Lisa: Also, I visited in May 2012 and loved it there. I have thought about going back since I left. However, I am concerned about what location to live in. I have read that the west coast is not so fond of haoles or mainlanders, lol. I assume this is because it is mostly a locals area. I was originally thinking I would move to the Waikiki/Honolulu area, but I am concerned about the amount of tourists in that area. So I started thinking about Kailua and the areas towards there. Now I just don’t know! I am looking for jobs in the honolulu area so I do not want to commute too far and i want to feel safe. I also want to be walking distance to the beach bc I won’t have a car.

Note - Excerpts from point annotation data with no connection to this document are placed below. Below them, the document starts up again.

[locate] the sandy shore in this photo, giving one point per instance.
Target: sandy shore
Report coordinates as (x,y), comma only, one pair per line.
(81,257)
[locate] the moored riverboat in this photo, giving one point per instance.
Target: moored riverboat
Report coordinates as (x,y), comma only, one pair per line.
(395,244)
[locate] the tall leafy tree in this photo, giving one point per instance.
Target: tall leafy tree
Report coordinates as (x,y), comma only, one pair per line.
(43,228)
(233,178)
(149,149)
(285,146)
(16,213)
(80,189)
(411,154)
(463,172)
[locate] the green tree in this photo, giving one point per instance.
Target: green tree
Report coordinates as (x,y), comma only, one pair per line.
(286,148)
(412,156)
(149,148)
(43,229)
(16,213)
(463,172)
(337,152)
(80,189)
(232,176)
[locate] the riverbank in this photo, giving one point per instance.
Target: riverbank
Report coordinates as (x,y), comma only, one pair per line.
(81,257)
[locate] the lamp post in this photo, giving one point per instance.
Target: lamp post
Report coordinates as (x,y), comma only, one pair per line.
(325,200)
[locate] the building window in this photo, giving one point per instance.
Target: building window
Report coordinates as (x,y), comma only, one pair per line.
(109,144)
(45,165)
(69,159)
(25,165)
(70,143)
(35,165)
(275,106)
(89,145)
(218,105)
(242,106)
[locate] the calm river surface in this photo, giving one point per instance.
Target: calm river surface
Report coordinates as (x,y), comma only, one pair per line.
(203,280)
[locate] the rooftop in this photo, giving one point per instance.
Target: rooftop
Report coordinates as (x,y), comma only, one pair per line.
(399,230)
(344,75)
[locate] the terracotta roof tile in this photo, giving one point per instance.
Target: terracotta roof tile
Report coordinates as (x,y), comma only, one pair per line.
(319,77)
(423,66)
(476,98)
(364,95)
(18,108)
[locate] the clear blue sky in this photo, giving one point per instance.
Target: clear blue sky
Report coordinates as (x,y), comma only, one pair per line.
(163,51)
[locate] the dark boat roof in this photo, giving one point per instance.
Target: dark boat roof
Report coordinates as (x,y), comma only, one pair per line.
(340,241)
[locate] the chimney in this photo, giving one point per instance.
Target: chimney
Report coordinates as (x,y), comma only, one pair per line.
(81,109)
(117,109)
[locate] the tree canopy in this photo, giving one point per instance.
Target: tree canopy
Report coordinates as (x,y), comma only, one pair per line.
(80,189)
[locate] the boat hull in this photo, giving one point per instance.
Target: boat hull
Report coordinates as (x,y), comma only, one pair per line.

I will be renting.

Vern: West side, yeah, is very localized and it isn’t that you can’t live there, but you won’t feel as “at home” as you might somewhere else. Kailua is beautiful, and expensive. Not sure what place you’d find there to live. A room in someone’s house maybe. Or, in Kaneohe there might be something. It is the Marine base area, so lots of military there. Prices are pretty high too. Living in Waikiki or just outside of that area is ideal if you want to work close by. Tourists are maxed out in Waikiki, but the areas around, you may find few. There is nothing to see in the housing areas toward the mountains. You could walk down the hill and be at work. It’s possible anyway. A great building to live is 400 Hobron Lane. Google that. Google Earth and Map it. It’s a great location and the pool on top with barbecue area is perfect.

Lisa: I am currently paying off my bills, credit cards, etc, but I have a car loan. I have two years left on the loan, but I do not want to bring my car. I want to sell it, but I have a loan. I was thinking the only way to sell it would be to a dealer bc I don’t have the title. Any experience?

Vern: Years of it… You can sell the car as long as you can payoff the balance of the loan with the bank that holds the title. Just visit your bank prior, ask them what you need to sell the car, and once sold go in with the buyer and the bank works out the details.

Lisa: Is there a time of year that is better to move to Oahu? More rentals, more jobs, cheaper flights, etc?

Vern: I think Spring is better for jobs. Really nothing else matters if you don’t have a job, so focus on that. During December holidays is probably the worst time.

Lisa: Would you recommend bringing a dog with you? I know about all of the quarantine and vaccines. In your experience is it a good idea?

Vern: I wouldn’t. There are not enough natural places for dogs. There are not enough buildings that allow dogs in the units. There are extravagant pet deposit fees for keeping animals. Cleaning fees after you leave the apartment.

Lisa: Also, my boyfriend wants to bring his car which is modified. I know that the car must pass inspection and be registered upon entering the island. But, I heard that you have to obtain a modification permit and have a certain amount of ground clearance. Do you know anything about that? I haven’t seen this anywhere, but someone he knows in HI told him that.

Vern: Have him check the Hawaii forums at: http://www.city-data.com/forum/hawaii/

Lisa: Everyone says that it is expensive there. I am from the northeast coast, Delaware to be exact, and I didn’t notice a huge difference really, except for gas. I have always thought that was odd. A gallon of milk is almost $4 here, so its not cheap here either. Maybe it’s the area I live in, idk. Food for thought.

Vern: Not sure how it relates to Delaware, but Waikiki is very expensive, on par with large cities in California, and NYC.

Lisa: Sorry for the 50 questions and the mini novel, lol. I look forward to your response.

Thanks so much!


Vern: No problem, nope these responses help you in your decision to move from Delaware to Waikiki. It would be a great change of scenery if you can pull it off!